私はいつも電子辞書を横に置いている。この中にカタカナ発音のキーがあり、本ならば調べやすいが、テレビやラジオなら聞き逃してしまう。
――NHKの放送番組で外国語が乱用され、内容を理解できずに精神的苦痛を受けたとして「日本語を大切にする会」の世話人高橋鵬二さん(71)=岐阜県可児市=が26日までに、NHKに141万円の慰謝料を求める訴えを名古屋地裁に起こした。提訴は25日付。
訴状によると、NHKでは報道、娯楽番組を問わず番組内で「リスク」「トラブル」などの外国語が多用されているだけでなく「BSコンシェルジュ」などと番組名にも用いられていると指摘。日本語で容易に表現できる場合でも使われているとし、公共性が強いNHKが日本語を軽視するような姿勢に強い疑問があるとしている。NHKは「訴状の内容を確認していないのでコメントを差し控える」としている。

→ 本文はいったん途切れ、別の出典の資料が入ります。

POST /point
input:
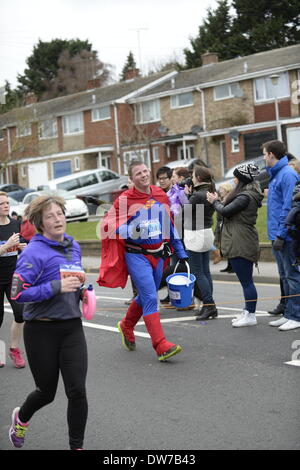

高橋さんは取材に「質問状を提出したのに回答がなかったので、訴訟に踏み切った。NHKだけの問題ではないが、公共放送は特に影響力が強い。年配者にも分かるような放送をしてほしい」と話している。――
私は車屋だったが、車の機能を日本語で説明する方が難しい。車は今や一家に一台あるし、試験場でしっかり教え込まれるからまだいい。私が頚椎と脊椎を手術する前に、掛かっている岐阜大学の整形の宮本敬担当医は、医学専門用語を全部分かりやすい日本語と模型で説明して下さった。インフォームドコンセント(要するに手術にまつわる説明を十分した上で同意を取ること)ができる方だった。その前に同じ大学の、ほかの先生の時は全く意味不明だった。
私の息子が工業大学に行ったとき、三つ教えた。
- 相手の目線に合わせて話せ。子供なら子供分かるように、老人なら老人に、専門家なら専門家に分かるように話せ。
- 専門用語を多用するな。素人にわかるように説明できないということは、勉強不足だ。
- 横文字で話すな。日本語を勉強しな。
これなんだ。NHKは全国放送だ。なにもNHKばかりではない。全てのマスコミが注意するべきことなんだ。私もこの訴えた人に賛同するぜッ。
あるエッセイイストの本を読んでいた。こんな記述があった。……95歳の伯母さんが一人暮らしをしている。好奇心も行動力も体力もあり自由気ま「メリーウイドーな生活を……」。そこで電子辞書のカタカナ発音で調べたが出てこない。
そこでメリーを調べると、……陽気な、愉快な、おもしろい、快活と出てきた。
今度はウイドーを調べたら……未亡人
これでやっと繋がった。この方はよく外国へ出かけておられるから解るだろうが、これなんか読者は大変困る例だ。日本語で書けるんだから、日本語を駆使してちょうだいよォ。マスコミもエッセイイストも言葉の魔術師のはずではないかね?